Like a recurring bad dream, Lieutenant Mark Kruger is once again a defendant in a police brutality lawsuit.

In April, the city paid out nearly $1 million in damages and attorney fees after Kruger and several other Portland police allegedly beat up and pepper sprayed anti-war protesters in 2002. This time around, Kruger allegedly grabbed an otherwise peaceful protester at a 2003 anti-Bush rally and dragged her 15 feet by the hair. The plaintiff, Amber Hicks, is seeking an undisclosed amount of monetary damages.

But the way that Kruger tells the story, it was no big deal. He followed protocol and arrested a protester for stepping out of bounds and into the street.

During a two-hour taped deposition obtained by the Mercury, Kruger barely acknowledges the victim, even though she is sitting a few feet away during the taping of the interview. When asked about the difference between their sizes—with the implication that Kruger clearly did not need to resort to overt physical force—the six-foot, four-inch, 215-pound police officer barely glances at Hicks, who is only five-foot, one-and-a-half inches tall.

"I haven't really thought about it," he said.

But the problem for Kruger—and for that matter, the police bureau and city—is that an eight-second video shot by an activist tells a very different story.

The incident in question dates back two years ago, when President Bush visited the University of Portland for a fundraiser. After the demonstration, about 300 protesters milled around Columbia Annex Park in North Portland.

Kruger claims Hicks had twice entered the street, apparently stepping out of bounds from the designated area for protesters. During the deposition, with the camera trained on Kruger, he sits, slumped slightly and casually answering questions. He says he was simply following the training and protocol of the police bureau.

"My actions are driven by procedure," he explains. "Sometimes a great deal of control is necessary to bring control."

But the video taken during the arrest tells a different, brutal story: The clip begins by showing protesters moving through the park. The mood is subdued. There is no shouting. Suddenly, in the far edge of the frame, there is a blur of activity as Kruger approaches with hammering footsteps. In the deposition, Kruger admits he had to travel at least 50 feet, working his way through people, to reach Hicks.

Meanwhile, as Kruger and his posse blitz the crowd, the camera pans and captures Hicks in its frame just a half-second before Kruger reaches her. She is strolling casually, neither hurrying or going in any particular direction. She is in the middle of the park, nowhere near the street.

In a blink, Kruger approaches from her flank and, giving no verbal warning, grabs her arm and begins rapidly pulling her from the park, back toward the road. In the confusion, Kruger switches from dragging her by the arm to dragging her by the hair. When he reaches the curb, officers circle around as he pins back her arms. Hicks is not struggling. At least one officer stands with a baton pulled, ready to fight back.

It is not a video clip that will sit well with a jury.
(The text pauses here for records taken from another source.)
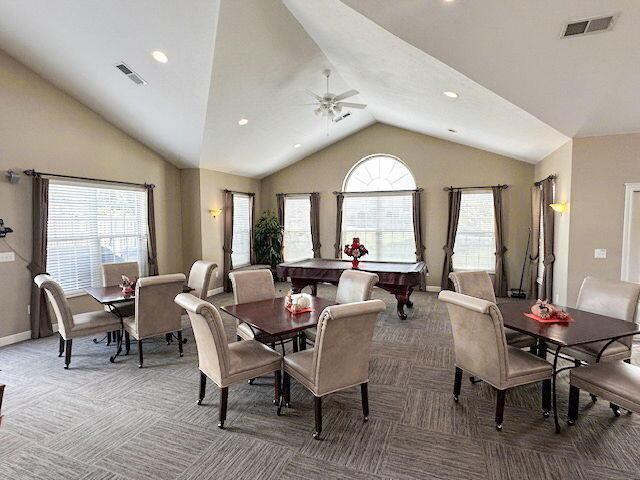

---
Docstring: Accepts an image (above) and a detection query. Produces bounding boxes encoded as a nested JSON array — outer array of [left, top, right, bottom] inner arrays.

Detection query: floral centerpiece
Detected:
[[120, 274, 137, 295], [344, 237, 368, 269]]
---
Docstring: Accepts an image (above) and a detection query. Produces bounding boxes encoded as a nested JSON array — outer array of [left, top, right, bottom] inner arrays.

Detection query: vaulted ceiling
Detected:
[[0, 1, 637, 178]]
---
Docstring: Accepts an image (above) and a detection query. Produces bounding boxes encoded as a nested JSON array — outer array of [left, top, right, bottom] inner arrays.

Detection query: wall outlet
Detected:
[[0, 251, 15, 263], [594, 248, 607, 259], [27, 305, 30, 316], [215, 268, 219, 278]]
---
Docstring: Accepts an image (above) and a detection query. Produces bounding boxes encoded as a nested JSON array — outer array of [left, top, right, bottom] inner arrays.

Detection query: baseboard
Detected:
[[426, 286, 442, 293], [207, 287, 224, 298], [0, 322, 59, 348]]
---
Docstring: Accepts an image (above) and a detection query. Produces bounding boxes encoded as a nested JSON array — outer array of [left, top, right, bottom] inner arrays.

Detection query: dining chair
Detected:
[[34, 274, 123, 369], [187, 260, 218, 300], [123, 273, 186, 367], [101, 261, 139, 319], [175, 293, 282, 428], [305, 269, 379, 344], [281, 299, 386, 439], [438, 290, 552, 430]]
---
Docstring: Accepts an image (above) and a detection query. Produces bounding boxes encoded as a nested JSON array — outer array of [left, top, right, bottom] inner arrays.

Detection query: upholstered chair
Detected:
[[229, 269, 275, 341], [282, 299, 386, 439], [438, 290, 552, 430], [123, 273, 185, 368], [188, 260, 218, 300], [34, 274, 122, 369], [175, 293, 282, 428], [100, 261, 139, 321], [305, 270, 379, 344]]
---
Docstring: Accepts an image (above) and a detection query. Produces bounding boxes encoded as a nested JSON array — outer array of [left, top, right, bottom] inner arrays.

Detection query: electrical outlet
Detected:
[[27, 305, 30, 316], [215, 269, 219, 278], [0, 251, 15, 263], [594, 248, 607, 259]]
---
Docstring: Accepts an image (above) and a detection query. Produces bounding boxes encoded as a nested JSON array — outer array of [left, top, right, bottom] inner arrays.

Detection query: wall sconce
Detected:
[[209, 208, 223, 219], [550, 202, 568, 215]]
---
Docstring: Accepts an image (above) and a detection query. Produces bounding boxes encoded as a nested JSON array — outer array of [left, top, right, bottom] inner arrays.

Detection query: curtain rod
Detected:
[[443, 184, 509, 192], [276, 192, 319, 196], [24, 169, 155, 189], [333, 188, 423, 195], [224, 189, 255, 196], [534, 174, 556, 187]]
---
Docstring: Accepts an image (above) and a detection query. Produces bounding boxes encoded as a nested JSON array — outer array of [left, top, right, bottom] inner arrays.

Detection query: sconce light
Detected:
[[550, 202, 568, 214], [209, 208, 223, 219]]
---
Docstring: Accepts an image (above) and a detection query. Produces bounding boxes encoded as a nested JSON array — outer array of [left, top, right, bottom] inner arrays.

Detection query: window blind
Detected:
[[452, 191, 496, 272], [232, 194, 251, 267], [46, 180, 148, 295], [283, 196, 313, 262]]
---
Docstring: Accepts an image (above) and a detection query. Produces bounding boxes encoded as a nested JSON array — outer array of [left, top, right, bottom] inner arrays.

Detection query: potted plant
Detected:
[[254, 210, 283, 272]]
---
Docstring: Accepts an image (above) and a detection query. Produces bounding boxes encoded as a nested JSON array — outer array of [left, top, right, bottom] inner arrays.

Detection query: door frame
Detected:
[[621, 182, 640, 282]]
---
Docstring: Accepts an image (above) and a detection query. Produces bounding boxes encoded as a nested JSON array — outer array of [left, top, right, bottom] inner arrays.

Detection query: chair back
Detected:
[[449, 271, 496, 302], [134, 273, 185, 338], [335, 270, 379, 304], [188, 260, 218, 300], [438, 290, 509, 388], [101, 262, 140, 287], [175, 293, 230, 384], [34, 274, 73, 337], [312, 299, 385, 396], [229, 269, 275, 304]]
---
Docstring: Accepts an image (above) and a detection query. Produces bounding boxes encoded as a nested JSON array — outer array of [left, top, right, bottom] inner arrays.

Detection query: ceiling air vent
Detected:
[[562, 15, 616, 38], [114, 62, 147, 86], [333, 112, 351, 123]]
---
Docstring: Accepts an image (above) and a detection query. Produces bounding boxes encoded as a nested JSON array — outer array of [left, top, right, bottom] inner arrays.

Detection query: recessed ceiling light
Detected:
[[448, 128, 458, 133], [151, 50, 168, 63], [293, 143, 301, 149], [443, 91, 459, 99], [238, 118, 249, 126]]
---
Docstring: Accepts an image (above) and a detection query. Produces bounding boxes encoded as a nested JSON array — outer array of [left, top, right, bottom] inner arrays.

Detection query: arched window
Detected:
[[341, 155, 417, 262]]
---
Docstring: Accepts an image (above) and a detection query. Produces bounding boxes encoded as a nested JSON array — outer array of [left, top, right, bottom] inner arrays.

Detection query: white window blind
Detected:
[[452, 191, 496, 272], [46, 181, 148, 295], [283, 196, 313, 262], [232, 194, 251, 268]]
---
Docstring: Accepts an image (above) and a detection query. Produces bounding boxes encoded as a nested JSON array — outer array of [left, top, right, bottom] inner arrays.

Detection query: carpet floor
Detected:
[[1, 283, 639, 480]]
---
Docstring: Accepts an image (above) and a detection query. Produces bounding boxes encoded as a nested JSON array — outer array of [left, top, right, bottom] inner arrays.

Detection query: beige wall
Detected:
[[567, 133, 640, 305], [0, 49, 183, 338], [534, 140, 573, 305], [260, 123, 534, 290], [180, 169, 203, 274]]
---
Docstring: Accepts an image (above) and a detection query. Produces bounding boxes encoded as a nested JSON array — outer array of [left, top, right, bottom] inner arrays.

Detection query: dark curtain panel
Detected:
[[411, 190, 427, 291], [29, 176, 53, 339], [334, 193, 344, 259], [492, 187, 508, 297], [440, 190, 462, 290], [276, 193, 285, 260], [146, 186, 158, 276], [223, 191, 234, 292], [528, 186, 542, 299], [249, 194, 256, 265], [310, 192, 321, 258], [540, 178, 555, 301]]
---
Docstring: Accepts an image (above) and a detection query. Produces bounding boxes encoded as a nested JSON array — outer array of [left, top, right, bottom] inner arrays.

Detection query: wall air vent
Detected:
[[562, 14, 616, 38], [114, 62, 147, 86]]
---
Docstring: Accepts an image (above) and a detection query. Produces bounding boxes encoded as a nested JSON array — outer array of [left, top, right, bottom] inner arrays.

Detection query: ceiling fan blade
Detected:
[[333, 89, 359, 102], [337, 102, 367, 110], [306, 89, 323, 101]]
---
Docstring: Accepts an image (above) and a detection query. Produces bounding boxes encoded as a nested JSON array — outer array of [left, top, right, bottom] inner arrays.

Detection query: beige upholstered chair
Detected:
[[100, 261, 139, 321], [439, 290, 552, 430], [305, 270, 379, 344], [188, 260, 218, 300], [123, 273, 185, 368], [34, 274, 122, 369], [175, 293, 282, 428], [282, 299, 386, 439]]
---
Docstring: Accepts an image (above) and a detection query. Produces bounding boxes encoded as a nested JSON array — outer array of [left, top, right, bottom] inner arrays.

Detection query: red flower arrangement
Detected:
[[344, 237, 368, 269]]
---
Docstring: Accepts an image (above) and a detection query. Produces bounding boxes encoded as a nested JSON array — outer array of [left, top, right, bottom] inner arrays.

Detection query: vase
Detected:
[[351, 258, 359, 269]]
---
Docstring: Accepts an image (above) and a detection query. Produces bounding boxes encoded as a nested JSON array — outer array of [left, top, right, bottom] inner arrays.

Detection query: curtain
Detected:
[[540, 178, 555, 301], [334, 193, 344, 259], [249, 194, 256, 265], [276, 193, 285, 260], [492, 187, 508, 297], [29, 175, 53, 339], [528, 186, 542, 299], [146, 186, 158, 276], [310, 192, 321, 258], [412, 190, 427, 291], [223, 190, 234, 292], [441, 190, 462, 290]]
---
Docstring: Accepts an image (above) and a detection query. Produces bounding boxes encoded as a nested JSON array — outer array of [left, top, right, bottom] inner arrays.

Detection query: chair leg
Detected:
[[177, 331, 184, 357], [198, 371, 206, 405], [138, 340, 144, 368], [590, 393, 598, 403], [568, 385, 580, 425], [469, 376, 482, 384], [283, 371, 291, 407], [313, 395, 322, 439], [275, 370, 281, 408], [453, 367, 463, 402], [610, 403, 621, 417], [361, 382, 369, 421], [58, 334, 65, 357], [125, 331, 130, 355], [64, 339, 72, 369], [495, 389, 506, 431], [542, 379, 551, 417], [236, 335, 241, 342], [107, 331, 112, 346], [529, 345, 537, 356], [218, 387, 228, 429]]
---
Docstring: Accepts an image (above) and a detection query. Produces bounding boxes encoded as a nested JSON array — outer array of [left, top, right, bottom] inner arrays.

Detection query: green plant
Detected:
[[254, 210, 283, 268]]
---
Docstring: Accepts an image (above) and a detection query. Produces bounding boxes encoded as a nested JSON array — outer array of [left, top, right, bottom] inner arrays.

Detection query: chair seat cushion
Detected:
[[305, 327, 317, 342], [570, 361, 640, 414], [505, 328, 537, 348], [563, 340, 631, 363], [69, 311, 122, 338], [505, 346, 552, 387], [283, 349, 315, 392], [222, 340, 281, 386]]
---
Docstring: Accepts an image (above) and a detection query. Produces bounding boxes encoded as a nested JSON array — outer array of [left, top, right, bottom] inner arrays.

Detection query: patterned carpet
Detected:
[[1, 283, 639, 480]]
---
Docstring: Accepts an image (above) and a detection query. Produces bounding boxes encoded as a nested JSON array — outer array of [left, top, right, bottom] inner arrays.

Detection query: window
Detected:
[[232, 194, 252, 267], [283, 196, 313, 262], [46, 181, 148, 295], [452, 191, 496, 272], [537, 203, 545, 284], [341, 155, 416, 262]]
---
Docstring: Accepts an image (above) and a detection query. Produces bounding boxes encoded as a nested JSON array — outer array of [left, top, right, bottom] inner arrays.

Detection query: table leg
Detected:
[[537, 341, 551, 416], [108, 305, 125, 364], [299, 332, 307, 351], [551, 344, 562, 434]]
Over the past three years, much has been written about Kruger. Recently, the Willamette Week ran a picture of him with a swastika pinned to his cap. And, in February 2004, Mercury readers nominated Kruger as Portland's "Most Rotten Cop."

But the deposition goes much further than providing insights into Kruger's actions; it shines light into the city's police bureau. At one point, Hicks' attorney asks about another lawsuit in which Kruger was accused of pepper spraying peaceful anti-war protesters. In response, Kruger says he never received any sort of reprimand for his actions. This is a far cry from the claims of the police bureau, who say they have responded to citizen complaints about heavy-handedness with "better training" and "more accountability."

Later in the deposition, Kruger provided another startling insight. He explained that before the August 2003 protest, officers were provided with photographs of activists that they should keep an eye on.

During the deposition, Hicks' attorney tried—and ultimately failed—to establish that Kruger was aware that Hicks was a local activist and had singled her out.

The lawsuit could drag on for months, if the city doesn't settle first.